Fix 4: Disable iPhone Mirroring
On macOS Sequoia, a known memory leak is tied to iPhone Mirroring. After you open it, WindowServer's RAM climbs and does not come back down even when you close every app. If your memory keeps creeping up with nothing obviously open, this is the prime suspect.
- Open iPhone Mirroring on your Mac.
- Disconnect your Mac from the feature, or remove the Mac under your iPhone's settings.
- Restart your Mac to clear the leaked memory.
If you only use iPhone Mirroring occasionally, leaving it off until Apple patches the leak is the cleanest workaround.
Fix 5: Restart to clear accumulated memory
WindowServer leaks tend to build over days of uptime. If you rarely shut down or restart, an alarming memory figure may simply be accumulated drift rather than an active problem.
Save your work and restart the Mac. A fresh boot resets WindowServer to its baseline, which is the fastest way to confirm whether you have an ongoing leak or just long uptime. While you are at it, check System Settings then General then Login Items, a misbehaving startup app can drive WindowServer up from the moment you log in.
Fix 6: Keep macOS updated
Apple frequently patches WindowServer and memory-leak bugs in point releases. Open System Settings then General then Software Update and install anything pending.
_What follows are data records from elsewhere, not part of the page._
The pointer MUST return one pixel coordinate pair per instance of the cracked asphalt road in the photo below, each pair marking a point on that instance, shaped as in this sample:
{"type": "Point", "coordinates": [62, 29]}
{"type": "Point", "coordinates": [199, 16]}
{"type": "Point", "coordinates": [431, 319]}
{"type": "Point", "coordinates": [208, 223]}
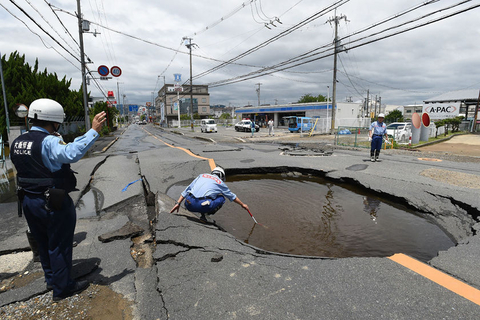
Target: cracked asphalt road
{"type": "Point", "coordinates": [198, 271]}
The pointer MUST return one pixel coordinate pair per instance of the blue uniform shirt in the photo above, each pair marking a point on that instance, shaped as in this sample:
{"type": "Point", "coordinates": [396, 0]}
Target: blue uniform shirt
{"type": "Point", "coordinates": [379, 128]}
{"type": "Point", "coordinates": [208, 185]}
{"type": "Point", "coordinates": [56, 152]}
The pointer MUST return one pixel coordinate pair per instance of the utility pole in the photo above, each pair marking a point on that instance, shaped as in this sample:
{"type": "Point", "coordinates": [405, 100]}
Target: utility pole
{"type": "Point", "coordinates": [7, 120]}
{"type": "Point", "coordinates": [258, 92]}
{"type": "Point", "coordinates": [368, 103]}
{"type": "Point", "coordinates": [82, 60]}
{"type": "Point", "coordinates": [336, 42]}
{"type": "Point", "coordinates": [118, 101]}
{"type": "Point", "coordinates": [328, 99]}
{"type": "Point", "coordinates": [380, 104]}
{"type": "Point", "coordinates": [189, 46]}
{"type": "Point", "coordinates": [474, 128]}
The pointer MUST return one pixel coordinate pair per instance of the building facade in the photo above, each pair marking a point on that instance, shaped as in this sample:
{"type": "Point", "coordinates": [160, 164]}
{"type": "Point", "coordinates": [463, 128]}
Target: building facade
{"type": "Point", "coordinates": [168, 99]}
{"type": "Point", "coordinates": [348, 114]}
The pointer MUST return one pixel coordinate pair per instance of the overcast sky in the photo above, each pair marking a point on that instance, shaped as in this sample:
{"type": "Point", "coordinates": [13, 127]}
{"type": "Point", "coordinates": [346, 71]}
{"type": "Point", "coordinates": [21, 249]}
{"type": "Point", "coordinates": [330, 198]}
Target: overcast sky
{"type": "Point", "coordinates": [403, 69]}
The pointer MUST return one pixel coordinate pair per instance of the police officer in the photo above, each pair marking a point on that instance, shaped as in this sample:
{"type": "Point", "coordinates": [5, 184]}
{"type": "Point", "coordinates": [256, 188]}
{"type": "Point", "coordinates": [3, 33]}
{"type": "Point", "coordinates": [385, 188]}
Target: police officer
{"type": "Point", "coordinates": [42, 160]}
{"type": "Point", "coordinates": [206, 194]}
{"type": "Point", "coordinates": [378, 130]}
If you are on an early build of a major release, including the move to macOS Tahoe 26 and its Liquid Glass design, which adds new rendering work for WindowServer, the latest update may already contain the fix you need.
Confirm the improvement
After applying these changes, open Activity Monitor, switch to the Memory and CPU tabs, and find WindowServer in the list. Watch it over a few minutes of normal use. It should now stay well below a gigabyte and idle near zero CPU when you are not interacting with the screen. If it still spikes, the most likely remaining causes are an external display or a specific app forcing constant redraws, which you can isolate by quitting apps one at a time.
What to do right now
If WindowServer is eating your Mac's resources, run these in order:
- Check Activity Monitor to see whether it idles low or stays pinned; that decides everything.
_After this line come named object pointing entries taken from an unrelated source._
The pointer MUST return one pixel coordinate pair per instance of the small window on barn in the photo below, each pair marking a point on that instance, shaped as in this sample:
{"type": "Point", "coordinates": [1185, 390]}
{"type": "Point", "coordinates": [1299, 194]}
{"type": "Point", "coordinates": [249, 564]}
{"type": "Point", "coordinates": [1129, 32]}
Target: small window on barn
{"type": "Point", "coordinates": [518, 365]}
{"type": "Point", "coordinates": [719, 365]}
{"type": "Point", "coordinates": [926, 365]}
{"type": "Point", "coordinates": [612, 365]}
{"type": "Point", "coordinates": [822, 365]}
- Turn on Reduce transparency and Reduce motion in Accessibility, Display.
- Close excess windows, tabs, and Spaces, especially heavy media pages.
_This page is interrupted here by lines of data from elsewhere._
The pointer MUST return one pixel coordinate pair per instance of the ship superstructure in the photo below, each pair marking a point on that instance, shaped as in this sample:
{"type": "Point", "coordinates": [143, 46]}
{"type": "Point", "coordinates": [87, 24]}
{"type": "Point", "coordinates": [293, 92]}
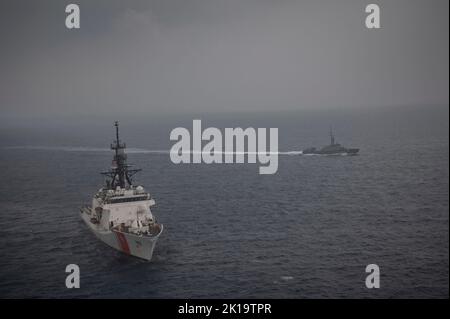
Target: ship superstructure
{"type": "Point", "coordinates": [120, 214]}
- Unplug external displays one at a time to test whether a monitor is the trigger.
- Disable iPhone Mirroring on Sequoia and restart to clear the leaked memory.
- Install any pending macOS update, since Apple patches these leaks in point releases.
Frequently asked questions
Can I quit or kill the WindowServer process?
No. WindowServer renders your entire display, so force-quitting it logs you out instantly and you lose unsaved work. Reduce its workload instead, cut windows, tabs, and visual effects, or restart to reset it.
How much memory should WindowServer use?
A healthy WindowServer sits in the low hundreds of megabytes and uses near-zero CPU when idle. Multiple gigabytes, or sustained high CPU while you are not interacting with the screen, signals an external display issue, a leak, or too many open windows and Spaces.
Why does WindowServer spike only when I plug in my monitor?
External displays, especially 4K, ultra-wide, or high-refresh panels through marginal cables or adapters, dramatically increase rendering work. Lower the resolution or refresh rate, use a direct connection rather than a daisy chain, and swap a cheap adapter for a quality one.
Is the iPhone Mirroring memory leak fixed?
Apple has been patching WindowServer leaks in macOS point releases, so install the latest update first. If your memory still climbs after using iPhone Mirroring, disable the feature and restart as a workaround until a fix lands.